Reputation: 27792
I just profiled my code with DProf:
Total Elapsed Time = 9.969922 Seconds
User+System Time = 0.049922 Seconds
Exclusive Times
%Time ExclSec CumulS #Calls sec/call Csec/c Name
40.0 0.020 0.020 2 0.0100 0.0100 main::difference
40.0 0.020 0.020 3 0.0067 0.0066 main::BEGIN
0.00 - -0.000 1 - - DynaLoader::dl_install_xsub
0.00 - -0.000 1 - - Data::Dumper::bootstrap
0.00 - -0.000 1 - - strict::import
0.00 - -0.000 1 - - warnings::BEGIN
0.00 - -0.000 1 - - warnings::import
0.00 - -0.000 1 - - bytes::import
0.00 - -0.000 1 - - strict::bits
0.00 - -0.000 1 - - DynaLoader::dl_load_file
0.00 - -0.000 1 - - DynaLoader::dl_undef_symbols
0.00 - -0.000 1 - - DynaLoader::dl_find_symbol
0.00 - -0.000 1 - - overload::BEGIN
0.00 - -0.000 2 - - warnings::register::mkMask
0.00 - -0.000 2 - - Exporter::import
So my difference
subroutine takes around 40% of the time, and BEGIN
takes up the other 40%. I'm not so sure what is going on for the other 9.8 seconds.
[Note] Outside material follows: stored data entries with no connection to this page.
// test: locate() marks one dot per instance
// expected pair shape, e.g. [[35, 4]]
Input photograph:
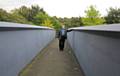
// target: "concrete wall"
[[19, 44], [97, 49]]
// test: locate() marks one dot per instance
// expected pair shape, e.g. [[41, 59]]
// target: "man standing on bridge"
[[62, 35]]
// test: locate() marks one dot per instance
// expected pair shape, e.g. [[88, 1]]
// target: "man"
[[62, 35]]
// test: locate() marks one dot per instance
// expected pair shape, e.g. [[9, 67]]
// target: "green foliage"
[[71, 22], [4, 15], [92, 17], [113, 16], [56, 24]]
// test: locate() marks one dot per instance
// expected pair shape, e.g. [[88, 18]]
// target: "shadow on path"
[[52, 62]]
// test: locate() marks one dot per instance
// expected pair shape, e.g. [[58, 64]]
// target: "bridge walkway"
[[52, 62]]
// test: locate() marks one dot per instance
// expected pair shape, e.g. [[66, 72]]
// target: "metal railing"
[[97, 49]]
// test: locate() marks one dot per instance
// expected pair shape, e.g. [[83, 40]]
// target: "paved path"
[[52, 62]]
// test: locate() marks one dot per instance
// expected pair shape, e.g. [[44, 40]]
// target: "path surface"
[[52, 62]]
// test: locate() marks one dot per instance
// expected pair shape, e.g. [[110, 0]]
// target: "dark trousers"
[[61, 44]]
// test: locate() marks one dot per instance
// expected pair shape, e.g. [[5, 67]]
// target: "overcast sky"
[[63, 8]]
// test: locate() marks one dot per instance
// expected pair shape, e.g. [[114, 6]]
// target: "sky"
[[63, 8]]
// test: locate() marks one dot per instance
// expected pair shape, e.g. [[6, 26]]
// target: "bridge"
[[27, 50]]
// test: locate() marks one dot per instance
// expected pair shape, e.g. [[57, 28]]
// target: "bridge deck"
[[52, 62]]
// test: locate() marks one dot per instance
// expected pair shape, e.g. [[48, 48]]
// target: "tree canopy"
[[93, 17]]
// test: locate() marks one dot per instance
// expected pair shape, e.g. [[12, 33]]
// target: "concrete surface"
[[19, 45], [52, 62], [98, 52]]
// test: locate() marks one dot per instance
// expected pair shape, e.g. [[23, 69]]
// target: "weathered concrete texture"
[[52, 62]]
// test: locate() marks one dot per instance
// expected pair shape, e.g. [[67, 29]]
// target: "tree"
[[113, 16], [4, 15], [55, 23], [92, 17]]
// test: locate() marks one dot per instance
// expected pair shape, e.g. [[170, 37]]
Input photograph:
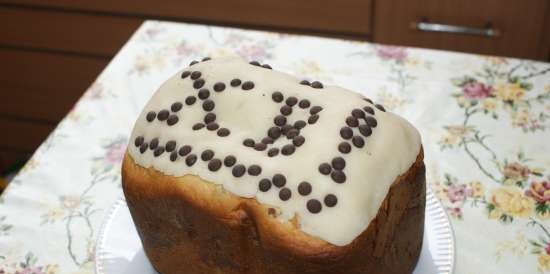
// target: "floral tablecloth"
[[485, 125]]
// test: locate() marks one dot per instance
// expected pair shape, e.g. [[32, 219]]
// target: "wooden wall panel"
[[86, 34], [43, 86], [344, 16]]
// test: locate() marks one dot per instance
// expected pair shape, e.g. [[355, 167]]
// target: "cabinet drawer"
[[519, 25], [43, 86], [86, 34], [22, 136], [352, 17]]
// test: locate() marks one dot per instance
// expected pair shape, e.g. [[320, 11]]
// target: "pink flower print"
[[540, 191], [398, 54], [476, 90], [458, 193]]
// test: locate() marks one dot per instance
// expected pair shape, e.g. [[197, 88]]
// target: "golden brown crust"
[[189, 226]]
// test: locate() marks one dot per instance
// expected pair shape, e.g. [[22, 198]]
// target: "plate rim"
[[445, 227]]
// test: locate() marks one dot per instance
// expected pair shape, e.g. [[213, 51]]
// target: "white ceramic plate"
[[119, 250]]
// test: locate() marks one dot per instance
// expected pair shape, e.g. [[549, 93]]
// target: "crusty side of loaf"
[[189, 226]]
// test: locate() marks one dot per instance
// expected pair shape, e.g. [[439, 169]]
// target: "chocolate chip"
[[203, 93], [291, 101], [325, 168], [358, 141], [300, 124], [219, 87], [214, 164], [208, 105], [176, 106], [229, 161], [235, 82], [151, 115], [190, 100], [331, 200], [316, 84], [260, 146], [346, 132], [298, 140], [344, 147], [173, 156], [292, 133], [314, 206], [380, 107], [371, 121], [368, 110], [357, 113], [158, 151], [207, 155], [172, 120], [277, 96], [198, 126], [190, 159], [338, 163], [264, 185], [238, 170], [196, 75], [212, 126], [248, 142], [313, 119], [352, 121], [274, 132], [285, 129], [267, 140], [247, 85], [154, 143], [304, 188], [163, 115], [280, 120], [222, 132], [304, 103], [170, 145], [338, 176], [286, 110], [315, 110], [285, 194], [184, 150], [143, 147], [272, 152], [254, 170], [139, 140], [365, 130], [209, 118], [199, 83], [279, 180], [288, 149]]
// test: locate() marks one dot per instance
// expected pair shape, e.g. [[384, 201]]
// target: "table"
[[484, 121]]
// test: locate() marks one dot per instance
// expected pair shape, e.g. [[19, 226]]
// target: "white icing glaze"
[[388, 152]]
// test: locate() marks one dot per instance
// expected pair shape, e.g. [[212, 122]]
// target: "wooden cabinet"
[[504, 27], [51, 51]]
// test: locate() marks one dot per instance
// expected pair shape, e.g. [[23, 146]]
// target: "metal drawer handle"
[[487, 31]]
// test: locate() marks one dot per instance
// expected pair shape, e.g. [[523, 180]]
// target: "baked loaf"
[[236, 168]]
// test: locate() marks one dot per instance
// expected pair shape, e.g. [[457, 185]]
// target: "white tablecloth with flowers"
[[485, 124]]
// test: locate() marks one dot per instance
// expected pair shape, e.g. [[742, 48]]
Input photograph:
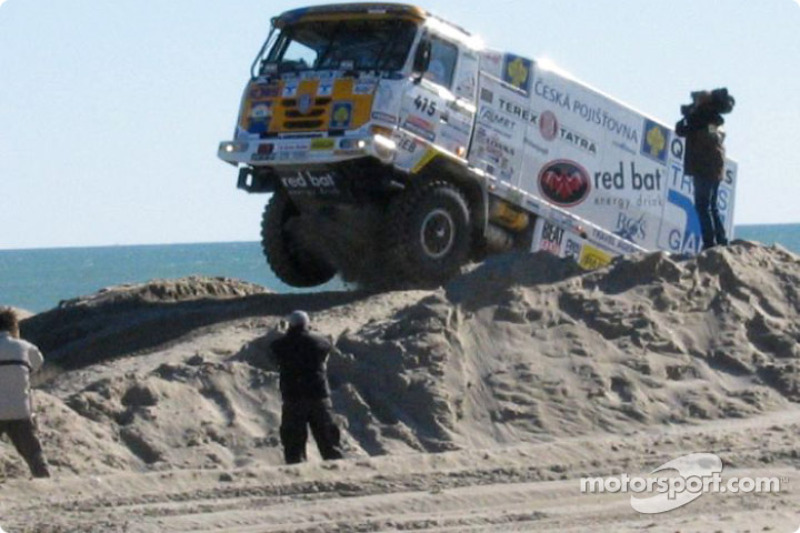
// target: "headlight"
[[384, 148], [233, 147]]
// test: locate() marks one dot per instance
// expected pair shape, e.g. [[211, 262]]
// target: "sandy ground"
[[479, 406]]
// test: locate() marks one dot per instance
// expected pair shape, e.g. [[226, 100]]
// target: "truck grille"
[[312, 119]]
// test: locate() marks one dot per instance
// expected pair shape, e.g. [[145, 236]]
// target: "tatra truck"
[[396, 146]]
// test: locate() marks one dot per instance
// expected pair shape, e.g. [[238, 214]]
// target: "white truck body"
[[590, 177]]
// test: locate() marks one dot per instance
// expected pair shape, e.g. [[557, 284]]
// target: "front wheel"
[[293, 263], [428, 233]]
Could anyone explain to me what Perl is doing for the rest of the time?
Basically, my code takes in two arrays, performs a set difference, and writes to a file. The files are not too large (23,028 characters). This is my difference
subroutine, if you are curious:
sub difference {
my @array1 = @{$_[0]};
my @array2 = @{$_[1]};
my %in_array1 = map {$_ => 1} @array1;
my @diff = grep {not $in_array1{$_}} @array2;
return @diff;
}
Upvotes: 0
Views: 241
Reputation: 4581
Perl is very probably just waiting. Either there's a sleep() or the script is waiting for disk or network input/output or external commands (system/exec/backticks) or something similar. You can reproduce it very easily by using the following script:
#!/usr/bin/perl
x();
sub x {
sleep 10;
}
dprofpp output on my system is:
Total Elapsed Time = 9.999998 Seconds
User+System Time = 0 Seconds
Exclusive Times
%Time ExclSec CumulS #Calls sec/call Csec/c Name
0.00 - -0.000 1 - - main::x
Upvotes: 1
Reputation: 889
Devel::DProf is deprecated, so I don't know it works or not.